Data To test whether these proposed correlations hold cross-linguistically, we use naturalistic monologues from 11 languages in the MultiCAST corpora (Arta, English, Mandarin, Nafsan, Kurdish, Sanzhi Dargwa, Tabasaran, Teop, Tondano, Tulil, Vera’a) (Haig and Schnell 2021). The files contain annotations for clause boundaries; in addition, we automatically extracted pauses from the provided audio using the silence recogniser in Praat, followed by manual correction. Both levels of annotation were then used to examine the association between clause boundaries and pauses across languages using R.

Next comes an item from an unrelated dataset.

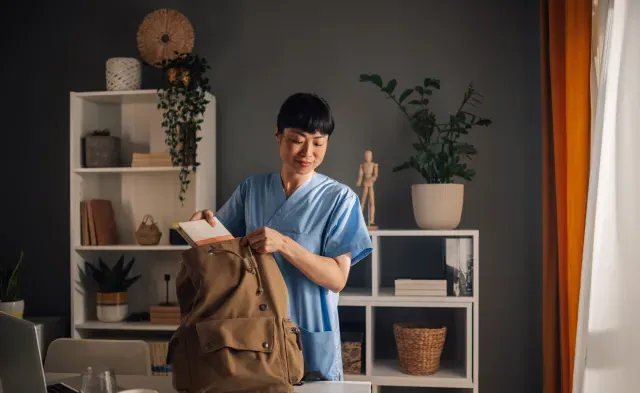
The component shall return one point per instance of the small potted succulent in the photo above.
(112, 303)
(10, 301)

Results Our initial results support previous work advocating against a direct relation between syntax and prosody. Pauses are not strongly associated with clause boundaries in our dataset between 73% and 94% of pauses occur within clauses rather than at their boundaries across languages in our dataset. This strongly suggests that clause boundaries are but one of the contexts in which we find silent pauses in spontaneous speech. However, we do find an association of clause boundaries with pauses, with the majority of main clause boundaries (74%) co-occurring with silent pauses. On the other hand, boundaries of dependent clauses are less likely to co-occur with a pause, independent of possible language and speaker effects. When we model the duration of silent pauses, we indeed find a small effect of main clause boundaries having slightly longer pauses than dependent clause boundaries (estimated mean difference of 80ms).
Conclusion Our study represents a first attempt to understand the phenomenon of pausing cross-linguistically by utilising corpus data from understudied languages. We end by outlining future research directions, including the possibility of investigating the associations between silent pauses and other types of units, including syntactic phrases and semantic units.